Apple recently rejected the resubmission of a Christian app after it was pulled from the app store for being "offensive."
More than 46,000 people signed a petition asking the company to reinstate the Manhattan Declaration app, which is based on a document that upholds the traditional understanding of marriage and the sanctity of life.
But organizers behind the Manhattan Declaration said they were notified last week that the resubsmission was not accepted.
"Apple is telling us that the apps' content is considered 'likely to expose a group to harm' and 'to be objectionable and potentially harmful to others," they said.
"Inasmuch as the Manhattan Declaration simply reaffirms the moral teachings of our Christian faith on the sanctity of human life, marriage and sexual morality, and religious freedom and the rights of conscience, Apple's statement amounts to the charge that our faith is 'potentially harmful to others.'"
The Manhattan Declaration app was initially approved in October and rated as a 4+, which indicated that it contained "no objectionable material."
But opponents of the app started a petition on Change.org demanding that Apple remove the "anti-gay, anti-choice" application. It was pulled over the Thanksgiving holiday. A revised version - that does not contain a poll asking users about same-sex relationships and abortion - was submitted to Apple early this month along with a petition addressed to Steve Jobs.

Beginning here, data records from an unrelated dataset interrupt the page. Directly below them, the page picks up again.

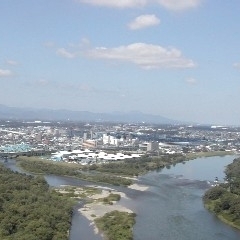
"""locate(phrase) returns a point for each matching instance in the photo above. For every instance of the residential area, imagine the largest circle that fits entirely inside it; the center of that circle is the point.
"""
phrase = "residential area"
(88, 143)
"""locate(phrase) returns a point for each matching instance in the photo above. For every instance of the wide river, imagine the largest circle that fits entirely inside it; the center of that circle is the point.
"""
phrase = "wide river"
(170, 209)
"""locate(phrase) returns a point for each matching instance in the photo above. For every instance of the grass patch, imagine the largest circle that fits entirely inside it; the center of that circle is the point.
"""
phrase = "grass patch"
(117, 225)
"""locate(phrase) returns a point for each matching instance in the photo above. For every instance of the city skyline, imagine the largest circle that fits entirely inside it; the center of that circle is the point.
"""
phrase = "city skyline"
(178, 59)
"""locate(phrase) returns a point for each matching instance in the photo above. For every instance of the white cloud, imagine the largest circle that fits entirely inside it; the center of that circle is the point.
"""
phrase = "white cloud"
(175, 5)
(237, 65)
(178, 5)
(144, 21)
(12, 62)
(191, 81)
(147, 56)
(5, 73)
(49, 44)
(65, 53)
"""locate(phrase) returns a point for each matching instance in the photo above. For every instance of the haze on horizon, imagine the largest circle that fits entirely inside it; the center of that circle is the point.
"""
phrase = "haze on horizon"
(176, 58)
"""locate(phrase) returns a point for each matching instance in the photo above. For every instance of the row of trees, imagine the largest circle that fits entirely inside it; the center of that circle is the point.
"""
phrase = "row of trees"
(117, 225)
(29, 209)
(104, 172)
(224, 200)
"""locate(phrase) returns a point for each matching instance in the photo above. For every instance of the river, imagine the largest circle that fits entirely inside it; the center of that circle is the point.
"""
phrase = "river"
(172, 206)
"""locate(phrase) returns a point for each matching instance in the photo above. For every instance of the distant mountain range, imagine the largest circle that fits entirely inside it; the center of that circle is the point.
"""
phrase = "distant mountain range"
(15, 113)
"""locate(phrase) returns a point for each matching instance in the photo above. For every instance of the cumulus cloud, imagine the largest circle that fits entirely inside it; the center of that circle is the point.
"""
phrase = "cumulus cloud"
(147, 56)
(5, 73)
(65, 53)
(12, 62)
(191, 81)
(237, 65)
(175, 5)
(144, 21)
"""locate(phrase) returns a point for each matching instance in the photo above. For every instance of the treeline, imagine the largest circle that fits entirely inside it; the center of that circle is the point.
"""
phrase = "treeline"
(111, 173)
(117, 225)
(224, 200)
(48, 167)
(30, 210)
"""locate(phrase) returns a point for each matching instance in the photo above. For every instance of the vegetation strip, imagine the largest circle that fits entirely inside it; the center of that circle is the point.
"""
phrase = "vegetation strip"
(31, 210)
(224, 199)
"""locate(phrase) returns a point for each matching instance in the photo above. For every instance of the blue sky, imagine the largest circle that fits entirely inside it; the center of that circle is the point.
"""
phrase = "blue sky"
(175, 58)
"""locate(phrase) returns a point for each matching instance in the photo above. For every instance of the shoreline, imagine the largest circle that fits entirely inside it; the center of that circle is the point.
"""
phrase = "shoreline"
(97, 209)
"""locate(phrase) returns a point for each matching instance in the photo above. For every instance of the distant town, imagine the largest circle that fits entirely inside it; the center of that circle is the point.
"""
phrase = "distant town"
(88, 143)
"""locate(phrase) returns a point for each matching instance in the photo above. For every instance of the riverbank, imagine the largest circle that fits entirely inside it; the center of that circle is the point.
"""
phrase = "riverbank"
(98, 208)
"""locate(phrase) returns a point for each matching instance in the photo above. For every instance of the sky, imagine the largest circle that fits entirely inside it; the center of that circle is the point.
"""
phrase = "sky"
(176, 58)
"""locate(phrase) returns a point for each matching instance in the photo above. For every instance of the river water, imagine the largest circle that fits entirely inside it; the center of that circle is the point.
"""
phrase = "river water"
(171, 208)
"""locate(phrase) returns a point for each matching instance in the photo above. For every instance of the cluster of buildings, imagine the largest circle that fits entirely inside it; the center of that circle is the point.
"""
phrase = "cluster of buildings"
(102, 142)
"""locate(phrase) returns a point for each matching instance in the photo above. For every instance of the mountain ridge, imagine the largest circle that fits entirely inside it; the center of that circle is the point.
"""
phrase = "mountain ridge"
(16, 113)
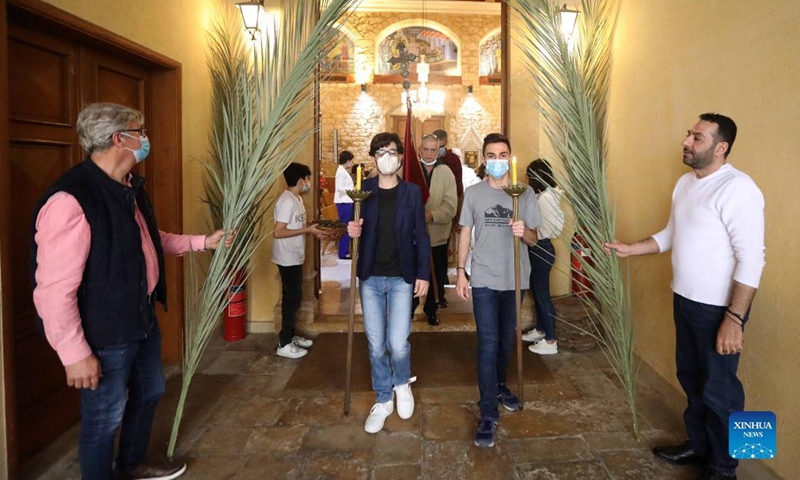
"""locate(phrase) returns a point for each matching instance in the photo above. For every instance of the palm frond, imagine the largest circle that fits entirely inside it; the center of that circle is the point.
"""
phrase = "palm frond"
(572, 88)
(261, 95)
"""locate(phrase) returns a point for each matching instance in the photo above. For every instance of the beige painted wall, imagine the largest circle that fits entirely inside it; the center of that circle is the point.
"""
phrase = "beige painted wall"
(675, 59)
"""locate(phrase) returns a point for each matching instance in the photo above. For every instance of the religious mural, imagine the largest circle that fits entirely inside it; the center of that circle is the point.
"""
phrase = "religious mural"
(490, 55)
(441, 53)
(341, 58)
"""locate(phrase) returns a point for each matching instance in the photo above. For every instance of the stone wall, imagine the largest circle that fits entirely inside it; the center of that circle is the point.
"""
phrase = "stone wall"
(359, 116)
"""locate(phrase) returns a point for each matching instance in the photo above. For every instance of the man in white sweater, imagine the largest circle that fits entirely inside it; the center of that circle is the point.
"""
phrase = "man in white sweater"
(716, 233)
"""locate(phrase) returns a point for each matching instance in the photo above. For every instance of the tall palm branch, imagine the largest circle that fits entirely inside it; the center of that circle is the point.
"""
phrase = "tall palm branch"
(571, 90)
(261, 96)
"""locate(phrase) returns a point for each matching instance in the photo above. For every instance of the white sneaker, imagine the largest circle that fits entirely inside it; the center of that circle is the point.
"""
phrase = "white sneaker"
(302, 342)
(405, 399)
(543, 348)
(377, 416)
(291, 350)
(532, 336)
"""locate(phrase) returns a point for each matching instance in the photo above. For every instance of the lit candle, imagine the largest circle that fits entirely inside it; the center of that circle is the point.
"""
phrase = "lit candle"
(513, 170)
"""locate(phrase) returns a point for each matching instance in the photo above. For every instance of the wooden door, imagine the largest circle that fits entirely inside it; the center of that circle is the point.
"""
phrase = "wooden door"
(50, 79)
(43, 144)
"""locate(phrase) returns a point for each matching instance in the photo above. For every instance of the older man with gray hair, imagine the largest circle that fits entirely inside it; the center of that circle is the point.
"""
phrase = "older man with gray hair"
(97, 266)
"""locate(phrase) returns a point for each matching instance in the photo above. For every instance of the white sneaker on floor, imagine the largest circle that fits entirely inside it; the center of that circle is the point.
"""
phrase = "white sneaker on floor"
(291, 350)
(543, 348)
(377, 416)
(532, 336)
(405, 399)
(302, 342)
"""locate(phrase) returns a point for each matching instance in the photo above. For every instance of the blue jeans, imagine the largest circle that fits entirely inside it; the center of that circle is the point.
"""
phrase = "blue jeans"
(496, 322)
(127, 395)
(386, 303)
(709, 380)
(345, 211)
(542, 256)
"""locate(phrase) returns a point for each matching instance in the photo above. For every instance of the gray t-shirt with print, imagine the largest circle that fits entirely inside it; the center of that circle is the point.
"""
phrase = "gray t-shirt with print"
(488, 211)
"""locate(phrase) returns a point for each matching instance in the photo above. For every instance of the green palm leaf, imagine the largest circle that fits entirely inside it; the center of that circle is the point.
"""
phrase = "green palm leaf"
(261, 95)
(572, 87)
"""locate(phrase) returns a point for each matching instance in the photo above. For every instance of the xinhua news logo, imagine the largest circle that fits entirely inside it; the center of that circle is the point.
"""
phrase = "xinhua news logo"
(752, 435)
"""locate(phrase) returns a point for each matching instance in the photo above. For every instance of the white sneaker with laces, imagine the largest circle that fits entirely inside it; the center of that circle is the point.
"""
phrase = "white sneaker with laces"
(290, 350)
(405, 399)
(543, 348)
(302, 342)
(532, 336)
(377, 416)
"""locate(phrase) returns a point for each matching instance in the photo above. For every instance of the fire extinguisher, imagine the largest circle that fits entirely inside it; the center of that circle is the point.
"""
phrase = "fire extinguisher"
(236, 311)
(581, 285)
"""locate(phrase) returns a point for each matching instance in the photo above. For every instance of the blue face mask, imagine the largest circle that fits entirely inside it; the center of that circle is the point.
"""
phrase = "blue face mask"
(497, 168)
(143, 151)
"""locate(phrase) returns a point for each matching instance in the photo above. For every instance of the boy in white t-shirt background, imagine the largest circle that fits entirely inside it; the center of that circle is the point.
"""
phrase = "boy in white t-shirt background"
(289, 252)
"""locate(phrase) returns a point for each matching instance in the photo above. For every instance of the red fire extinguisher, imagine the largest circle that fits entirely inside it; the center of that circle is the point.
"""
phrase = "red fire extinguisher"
(236, 311)
(581, 285)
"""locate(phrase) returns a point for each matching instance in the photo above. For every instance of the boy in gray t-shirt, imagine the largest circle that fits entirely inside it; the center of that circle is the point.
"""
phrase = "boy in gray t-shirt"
(487, 210)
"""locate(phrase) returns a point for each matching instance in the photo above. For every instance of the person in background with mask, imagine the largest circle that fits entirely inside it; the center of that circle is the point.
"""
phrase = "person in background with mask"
(97, 267)
(542, 255)
(487, 211)
(289, 252)
(468, 176)
(344, 204)
(393, 267)
(439, 212)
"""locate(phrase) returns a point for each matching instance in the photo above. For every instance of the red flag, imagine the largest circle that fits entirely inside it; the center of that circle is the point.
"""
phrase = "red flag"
(412, 170)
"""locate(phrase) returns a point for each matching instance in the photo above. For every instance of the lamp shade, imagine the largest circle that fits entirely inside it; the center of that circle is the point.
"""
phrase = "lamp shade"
(422, 70)
(251, 15)
(568, 20)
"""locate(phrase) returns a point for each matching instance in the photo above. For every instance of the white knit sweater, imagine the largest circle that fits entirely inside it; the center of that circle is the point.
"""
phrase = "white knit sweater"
(716, 233)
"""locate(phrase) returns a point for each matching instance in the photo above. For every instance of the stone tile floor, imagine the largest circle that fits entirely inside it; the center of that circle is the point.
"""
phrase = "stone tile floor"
(240, 424)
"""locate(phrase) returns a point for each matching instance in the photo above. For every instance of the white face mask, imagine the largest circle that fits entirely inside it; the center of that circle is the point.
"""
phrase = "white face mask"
(388, 164)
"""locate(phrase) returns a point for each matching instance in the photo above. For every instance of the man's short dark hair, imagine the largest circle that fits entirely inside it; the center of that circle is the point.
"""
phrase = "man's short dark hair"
(495, 138)
(540, 175)
(383, 140)
(345, 156)
(726, 129)
(294, 172)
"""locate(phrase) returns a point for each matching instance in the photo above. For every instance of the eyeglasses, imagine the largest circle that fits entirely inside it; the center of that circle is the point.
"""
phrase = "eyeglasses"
(142, 131)
(381, 153)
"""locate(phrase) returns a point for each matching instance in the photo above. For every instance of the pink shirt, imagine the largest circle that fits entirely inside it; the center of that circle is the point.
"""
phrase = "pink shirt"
(63, 237)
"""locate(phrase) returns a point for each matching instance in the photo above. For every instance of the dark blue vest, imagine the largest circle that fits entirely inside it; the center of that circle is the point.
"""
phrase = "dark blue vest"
(113, 299)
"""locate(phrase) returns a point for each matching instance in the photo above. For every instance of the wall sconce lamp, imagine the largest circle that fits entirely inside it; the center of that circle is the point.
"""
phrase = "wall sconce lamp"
(252, 14)
(362, 71)
(568, 20)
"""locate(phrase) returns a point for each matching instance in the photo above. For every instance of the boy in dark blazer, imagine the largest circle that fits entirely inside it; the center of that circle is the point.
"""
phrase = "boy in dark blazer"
(393, 262)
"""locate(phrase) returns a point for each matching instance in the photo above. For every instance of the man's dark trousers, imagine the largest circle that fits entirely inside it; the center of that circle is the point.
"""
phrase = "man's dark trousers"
(292, 289)
(439, 256)
(709, 380)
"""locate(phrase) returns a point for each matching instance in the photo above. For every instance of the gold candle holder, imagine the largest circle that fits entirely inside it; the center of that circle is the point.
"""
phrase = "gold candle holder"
(358, 196)
(515, 191)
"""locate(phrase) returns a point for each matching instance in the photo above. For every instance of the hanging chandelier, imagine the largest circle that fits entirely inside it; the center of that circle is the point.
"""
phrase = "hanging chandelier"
(424, 103)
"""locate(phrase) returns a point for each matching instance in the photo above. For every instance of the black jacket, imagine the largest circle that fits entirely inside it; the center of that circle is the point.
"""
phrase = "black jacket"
(113, 299)
(413, 243)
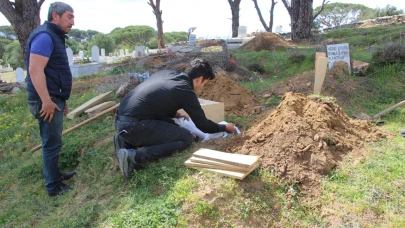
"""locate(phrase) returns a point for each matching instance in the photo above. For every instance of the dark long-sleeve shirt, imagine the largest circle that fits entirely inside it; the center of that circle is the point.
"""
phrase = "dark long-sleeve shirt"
(161, 96)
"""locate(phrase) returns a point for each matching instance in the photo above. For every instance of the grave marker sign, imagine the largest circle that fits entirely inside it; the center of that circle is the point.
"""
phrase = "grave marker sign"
(338, 52)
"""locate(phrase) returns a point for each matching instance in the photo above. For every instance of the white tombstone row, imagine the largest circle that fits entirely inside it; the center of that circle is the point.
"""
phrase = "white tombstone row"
(242, 30)
(69, 52)
(95, 54)
(338, 52)
(81, 54)
(139, 51)
(19, 75)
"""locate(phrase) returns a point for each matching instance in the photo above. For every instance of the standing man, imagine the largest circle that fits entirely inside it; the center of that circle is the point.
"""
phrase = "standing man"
(49, 83)
(144, 117)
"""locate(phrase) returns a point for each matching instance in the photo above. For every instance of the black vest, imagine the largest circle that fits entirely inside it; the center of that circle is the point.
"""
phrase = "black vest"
(57, 71)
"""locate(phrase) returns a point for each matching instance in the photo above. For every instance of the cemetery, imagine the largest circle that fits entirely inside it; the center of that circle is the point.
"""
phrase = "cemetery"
(299, 142)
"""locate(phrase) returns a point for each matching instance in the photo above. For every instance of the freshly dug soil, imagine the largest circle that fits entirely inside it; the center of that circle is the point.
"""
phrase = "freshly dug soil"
(237, 100)
(266, 41)
(303, 139)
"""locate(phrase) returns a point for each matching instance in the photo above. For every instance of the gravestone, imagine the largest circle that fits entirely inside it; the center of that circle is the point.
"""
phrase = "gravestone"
(338, 52)
(81, 54)
(191, 39)
(139, 51)
(69, 52)
(242, 30)
(19, 75)
(95, 54)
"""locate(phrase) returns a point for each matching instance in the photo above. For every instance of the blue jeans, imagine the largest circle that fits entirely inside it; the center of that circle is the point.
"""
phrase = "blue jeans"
(158, 138)
(51, 135)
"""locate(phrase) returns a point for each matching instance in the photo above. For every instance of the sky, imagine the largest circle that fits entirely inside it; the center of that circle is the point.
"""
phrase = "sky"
(211, 17)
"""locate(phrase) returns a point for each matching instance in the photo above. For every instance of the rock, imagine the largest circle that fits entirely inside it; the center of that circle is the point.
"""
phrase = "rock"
(360, 68)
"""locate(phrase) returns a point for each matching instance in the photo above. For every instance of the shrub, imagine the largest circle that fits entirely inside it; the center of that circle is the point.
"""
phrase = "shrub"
(390, 53)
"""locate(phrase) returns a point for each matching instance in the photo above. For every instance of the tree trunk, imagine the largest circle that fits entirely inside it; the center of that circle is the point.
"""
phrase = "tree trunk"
(301, 19)
(270, 27)
(301, 16)
(235, 16)
(23, 15)
(159, 22)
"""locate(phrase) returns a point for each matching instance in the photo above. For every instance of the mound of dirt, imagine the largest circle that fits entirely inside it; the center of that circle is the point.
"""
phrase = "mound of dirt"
(266, 41)
(335, 84)
(237, 100)
(303, 139)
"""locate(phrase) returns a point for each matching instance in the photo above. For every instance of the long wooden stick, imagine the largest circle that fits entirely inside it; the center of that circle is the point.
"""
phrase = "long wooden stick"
(387, 110)
(80, 124)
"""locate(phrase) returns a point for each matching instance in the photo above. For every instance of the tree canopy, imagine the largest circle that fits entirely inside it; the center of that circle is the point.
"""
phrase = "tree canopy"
(8, 31)
(337, 14)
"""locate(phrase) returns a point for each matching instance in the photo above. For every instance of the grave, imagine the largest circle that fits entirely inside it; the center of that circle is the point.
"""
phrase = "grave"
(139, 51)
(85, 68)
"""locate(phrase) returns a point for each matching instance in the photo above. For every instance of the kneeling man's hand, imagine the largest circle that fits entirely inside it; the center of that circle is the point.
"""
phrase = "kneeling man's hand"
(230, 127)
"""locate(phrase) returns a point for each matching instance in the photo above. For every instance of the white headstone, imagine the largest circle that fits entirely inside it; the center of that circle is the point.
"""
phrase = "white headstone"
(19, 75)
(139, 51)
(242, 30)
(95, 53)
(81, 54)
(338, 52)
(69, 52)
(191, 39)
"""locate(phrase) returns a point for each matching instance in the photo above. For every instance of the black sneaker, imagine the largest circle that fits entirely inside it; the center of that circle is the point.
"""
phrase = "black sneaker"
(63, 188)
(68, 175)
(123, 161)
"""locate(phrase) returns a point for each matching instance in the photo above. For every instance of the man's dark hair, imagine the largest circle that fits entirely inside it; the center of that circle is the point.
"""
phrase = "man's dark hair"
(200, 67)
(59, 8)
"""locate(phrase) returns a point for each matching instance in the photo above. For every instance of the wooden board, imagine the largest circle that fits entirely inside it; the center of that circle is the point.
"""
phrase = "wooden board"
(240, 160)
(320, 72)
(99, 108)
(205, 163)
(89, 104)
(234, 174)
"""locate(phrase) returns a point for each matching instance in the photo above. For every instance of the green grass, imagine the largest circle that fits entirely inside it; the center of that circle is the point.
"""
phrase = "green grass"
(365, 193)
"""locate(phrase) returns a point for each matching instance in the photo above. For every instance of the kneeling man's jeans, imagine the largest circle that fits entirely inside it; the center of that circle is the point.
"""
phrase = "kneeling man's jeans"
(158, 138)
(51, 135)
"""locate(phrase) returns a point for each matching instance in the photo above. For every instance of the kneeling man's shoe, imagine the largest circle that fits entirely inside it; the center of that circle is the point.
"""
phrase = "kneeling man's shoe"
(63, 188)
(68, 175)
(123, 161)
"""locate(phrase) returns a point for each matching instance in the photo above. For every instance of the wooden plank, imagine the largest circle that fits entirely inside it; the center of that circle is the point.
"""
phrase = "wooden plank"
(99, 108)
(89, 104)
(317, 55)
(320, 74)
(199, 162)
(233, 174)
(196, 162)
(240, 160)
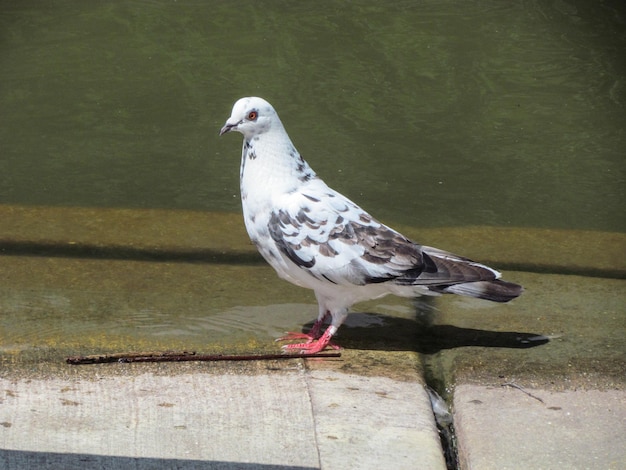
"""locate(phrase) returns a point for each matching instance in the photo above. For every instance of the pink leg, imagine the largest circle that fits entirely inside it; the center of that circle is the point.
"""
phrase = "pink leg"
(313, 346)
(314, 333)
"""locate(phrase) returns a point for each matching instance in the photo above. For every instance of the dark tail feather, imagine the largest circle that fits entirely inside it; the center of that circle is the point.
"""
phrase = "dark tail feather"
(496, 291)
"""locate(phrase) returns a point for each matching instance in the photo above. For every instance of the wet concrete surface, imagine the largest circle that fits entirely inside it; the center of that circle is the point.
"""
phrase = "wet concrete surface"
(86, 281)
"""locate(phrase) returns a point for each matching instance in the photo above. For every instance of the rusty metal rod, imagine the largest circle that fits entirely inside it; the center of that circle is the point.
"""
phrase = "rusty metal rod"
(185, 356)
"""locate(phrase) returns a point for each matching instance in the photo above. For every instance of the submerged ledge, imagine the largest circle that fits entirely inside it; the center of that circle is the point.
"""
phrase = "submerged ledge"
(195, 236)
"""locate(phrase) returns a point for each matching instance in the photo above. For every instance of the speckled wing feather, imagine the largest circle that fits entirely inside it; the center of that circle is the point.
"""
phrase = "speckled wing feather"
(334, 239)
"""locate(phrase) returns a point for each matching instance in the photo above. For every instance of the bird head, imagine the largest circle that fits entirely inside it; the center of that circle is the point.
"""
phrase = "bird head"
(251, 116)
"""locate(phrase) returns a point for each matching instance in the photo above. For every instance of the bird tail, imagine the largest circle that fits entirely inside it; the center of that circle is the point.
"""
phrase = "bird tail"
(496, 290)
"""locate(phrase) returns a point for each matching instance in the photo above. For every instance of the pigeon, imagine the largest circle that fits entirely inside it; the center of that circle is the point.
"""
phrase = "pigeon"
(317, 238)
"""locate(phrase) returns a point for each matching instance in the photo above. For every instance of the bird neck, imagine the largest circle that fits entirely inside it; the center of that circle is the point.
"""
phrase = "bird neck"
(270, 164)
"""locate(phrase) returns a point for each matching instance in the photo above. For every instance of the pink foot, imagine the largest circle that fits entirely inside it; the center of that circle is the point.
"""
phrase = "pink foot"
(312, 346)
(290, 335)
(314, 333)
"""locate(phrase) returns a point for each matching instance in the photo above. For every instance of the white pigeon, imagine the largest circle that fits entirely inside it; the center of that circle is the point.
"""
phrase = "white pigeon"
(317, 238)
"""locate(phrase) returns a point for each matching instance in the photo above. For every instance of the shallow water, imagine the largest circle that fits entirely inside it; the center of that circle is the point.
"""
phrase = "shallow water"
(426, 113)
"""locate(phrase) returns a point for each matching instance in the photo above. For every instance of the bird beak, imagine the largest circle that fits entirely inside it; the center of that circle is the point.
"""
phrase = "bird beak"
(228, 127)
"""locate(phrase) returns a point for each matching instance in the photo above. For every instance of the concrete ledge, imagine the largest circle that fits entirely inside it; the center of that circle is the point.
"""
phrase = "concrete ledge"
(504, 428)
(285, 417)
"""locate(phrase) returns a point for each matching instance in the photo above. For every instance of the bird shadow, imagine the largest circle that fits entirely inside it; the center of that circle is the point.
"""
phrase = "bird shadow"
(375, 331)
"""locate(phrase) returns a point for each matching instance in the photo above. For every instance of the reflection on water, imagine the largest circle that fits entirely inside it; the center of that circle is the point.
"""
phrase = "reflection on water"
(427, 113)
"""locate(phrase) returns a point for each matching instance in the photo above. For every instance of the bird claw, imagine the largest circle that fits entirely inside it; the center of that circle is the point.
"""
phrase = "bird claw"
(291, 335)
(312, 346)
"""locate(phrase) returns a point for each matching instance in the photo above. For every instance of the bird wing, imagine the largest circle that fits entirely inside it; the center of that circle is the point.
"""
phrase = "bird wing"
(332, 238)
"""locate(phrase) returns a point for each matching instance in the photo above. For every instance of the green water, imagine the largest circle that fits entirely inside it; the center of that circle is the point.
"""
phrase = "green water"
(429, 113)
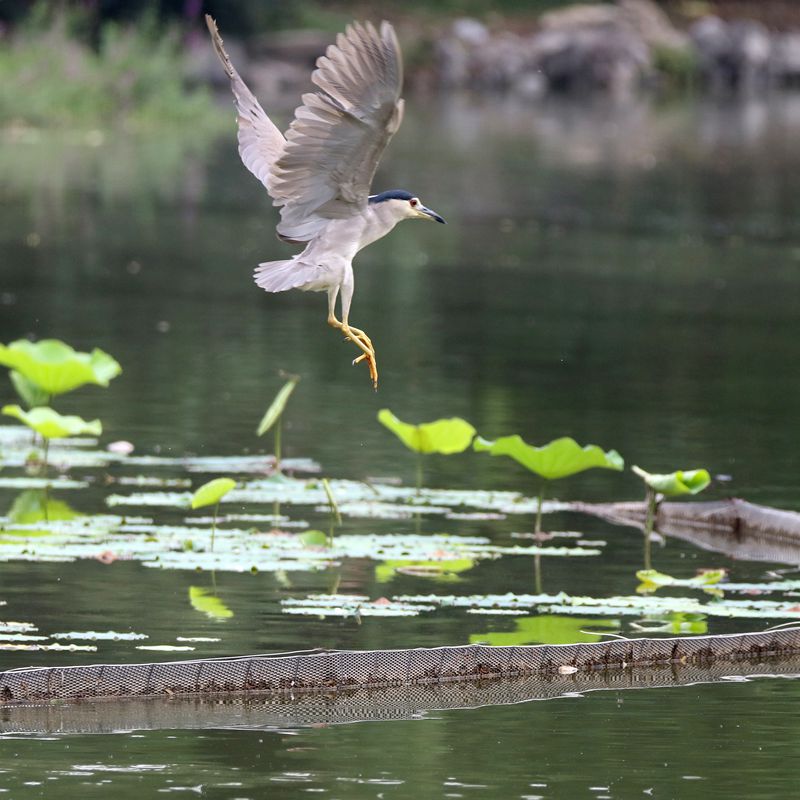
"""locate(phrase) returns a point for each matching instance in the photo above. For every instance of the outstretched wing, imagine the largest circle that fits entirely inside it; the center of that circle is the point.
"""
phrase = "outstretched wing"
(260, 142)
(338, 135)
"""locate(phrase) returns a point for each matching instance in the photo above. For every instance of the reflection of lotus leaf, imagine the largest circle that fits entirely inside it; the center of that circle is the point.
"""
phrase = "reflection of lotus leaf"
(673, 623)
(557, 459)
(443, 436)
(689, 481)
(55, 367)
(208, 604)
(652, 580)
(211, 493)
(546, 629)
(52, 425)
(34, 505)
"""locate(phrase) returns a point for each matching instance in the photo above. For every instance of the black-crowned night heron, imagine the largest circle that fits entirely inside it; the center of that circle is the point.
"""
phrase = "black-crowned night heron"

Those behind the Manhattan Declaration called the latest rejection by Apple "appalling."
"It is difficult to see how this is anything other than a statement of animus by a major American corporation against the beliefs of millions of Protestant, Catholic and Orthodox citizens," they stated.
The Manhattan Declaration, unveiled last November, outlines principles that uphold the sanctity of life, the historic understanding of marriage, and religious liberty. It has been endorsed by prominent evangelical, Orthodox and Catholic leaders and so far nearly half a million signatures have been added to it. The original drafters are Dr. Timothy George of Samford University, evangelical leader Chuck Colson, and Dr. Robert George of Princeton University.
Organizers plan to take their rejected app matter to Apple's App Review Board after they return from the Christmas and New Year's holiday observances.